売春防止法施行以降、旅館や飲食店に転業したものも多かったというが、その多くはすでに廃業している。飲食店が並んでいる街の一角にポッカリ「穴」があいている。大門小路と呼ばれるところで、そこに入るとトンネルのような通路の両側に小さな飲食店が寄せ合うように並んでいる。ただ多くは廃業していて、魔窟のような怪しげな雰囲気だ。
古い遊郭の建物は次々に取り壊された。現在その風情を通りからうかがうことのできるのは、高齢者向けのディサービスを行う施設になっているものとお蕎麦屋さん。蕎麦屋に入ると正面に端正に整えられた中庭がある。それを囲うように座敷があった。空き家になっているものはひどく傷んでいるのが外からもわかった。
遊郭の建物跡地は更地になって、今はマンションや一戸建ての住宅になっている。遊郭の街は、今では単身用マンションに住む若い男性や、一戸建てに住む小さな子どもがいるファミリーの街になった。
この街で老舗の呉服屋を営むご主人にお話を聞いたところ、まちづくりの方向性として、これまでは遊郭の独特な街の雰囲気を活かして外から人を呼ぶ観光の街にすれば良いのではないかと思っていたが、今は考えが変わったという。遊郭の建物を維持するのは多額の経費がかかり、オーナーは維持できない。一方、マンションや住宅用地として土地の値段が上がっており、オーナーは建物を壊して土地を売ることになる。その趨勢は止められない。また、オーナーは遊郭という負の歴史を残したくないという思いもある。「遊郭の街」で売り出すというのはいかにも無理がある。呉服屋のご主人は、今では古くから住む住民だけでなく、新しく引っ越してきた若い人たちにとっても住みやすい街にするのが良いと思うとのことだった。
この街では地域のコミュニティが活きているとのこと。確かに通りで立ち話している人の姿を何組か見かけた。普通の街では見ない光景だ。2年に一度開かれる地区の運動会は、誰でも参加でき大いに盛り上がるという。
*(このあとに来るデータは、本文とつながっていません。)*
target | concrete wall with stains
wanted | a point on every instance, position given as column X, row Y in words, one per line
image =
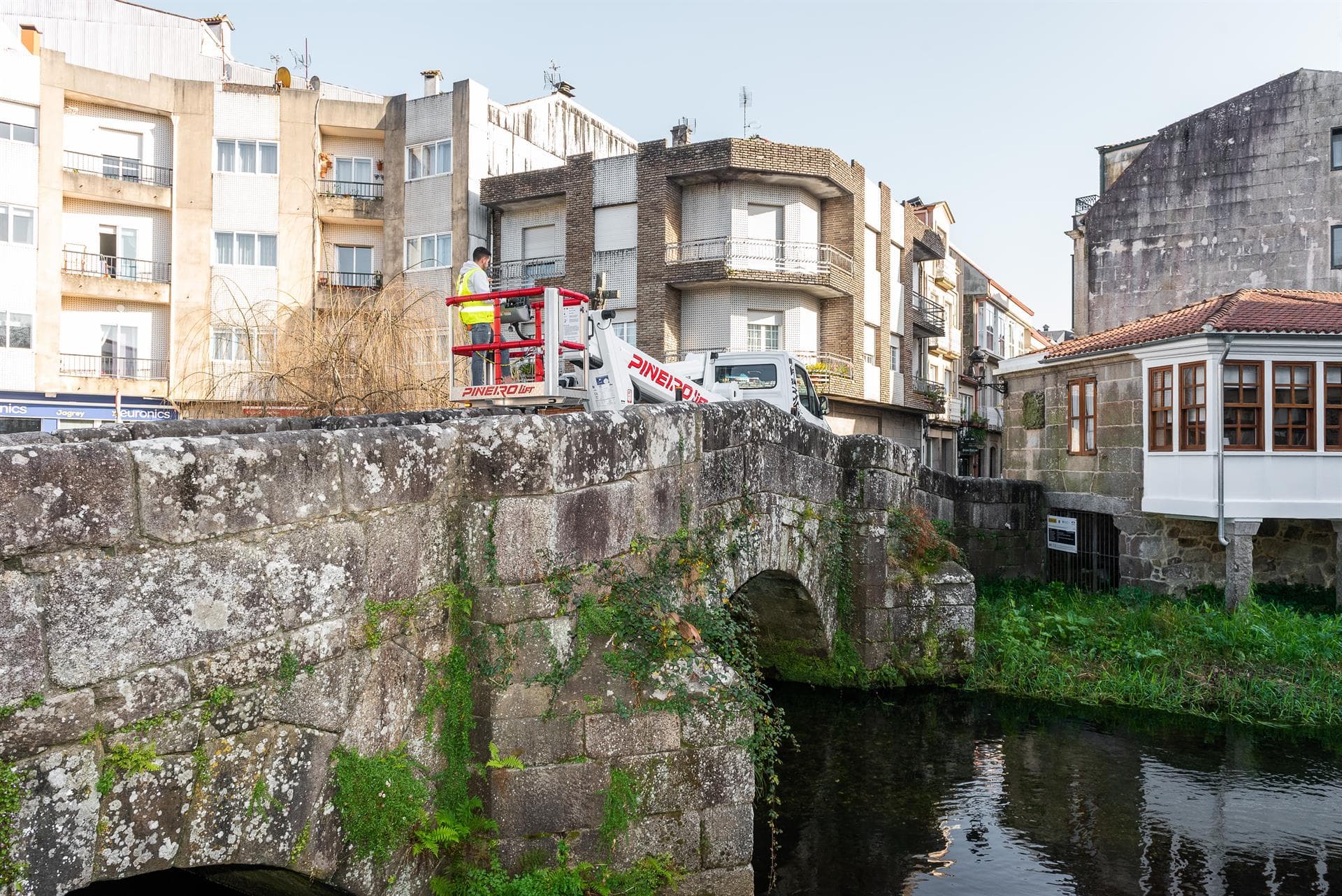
column 1241, row 195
リレーにはお母さんたちがチームを作り、練習までして出場するそうだ。娘さんが旦那と子どもを連れて実家に帰って来る「娘ターン」が多いという。田舎でも「娘ターン」した若いお母さんたちが地域づくりに活躍している姿があるのと同様だ。
通りを歩くと倒れそうな空き店舗が目につくが、その中に新しい風も入りつつある。木工のDIYシェア工房が新しくできていた。中に入って話を聞くと、30代くらいの男性二人でやっていた。古い子ども服の店のビルを買い取って、1階を木工の機械を並べて工房にした。材料のストックもあり、そこで相談しながら自分が作りたいものを作ることができる。口コミやメディアの報道で見たという女性のお客さんが多いという。ここに店を構えるにあたっては、先の呉服屋のご主人を紹介してもらったという。呉服屋のご主人は、素敵な若者たちだからということで、近所の人たちとの繋ぎ役をかって出てくれた。このあたりは田舎のIターンを受け入れる場合と同様だ。
戦後すぐから営業を続けている喫茶店に入った。90歳を超えているだろうおばあさんが一人でやっている。かくしゃくとしてテキパキとコーヒーをいれてくれた。昔はとても賑わった街だったという。お客にはヤクザの親分も来れば、警察の私服警官も来たという。その賑わいのようすを話すおばあさんの目は遠くを見ているような感じだった。
今でも営業を続けているストリップ劇場の斜め前には中村観音がある。中を覗くと大きな観音像が祀られていた。身寄りのない娼妓が亡くなった時にそのお骨を祀ったという。
多くの女性たちの悲しい物語とそれがもたらした賑やかさ。その歴史が幕を閉じつつ、新しい街に生まれ変わろうとしている。これからこの街特有の深みのあるまちづくりが進むことを願いたい。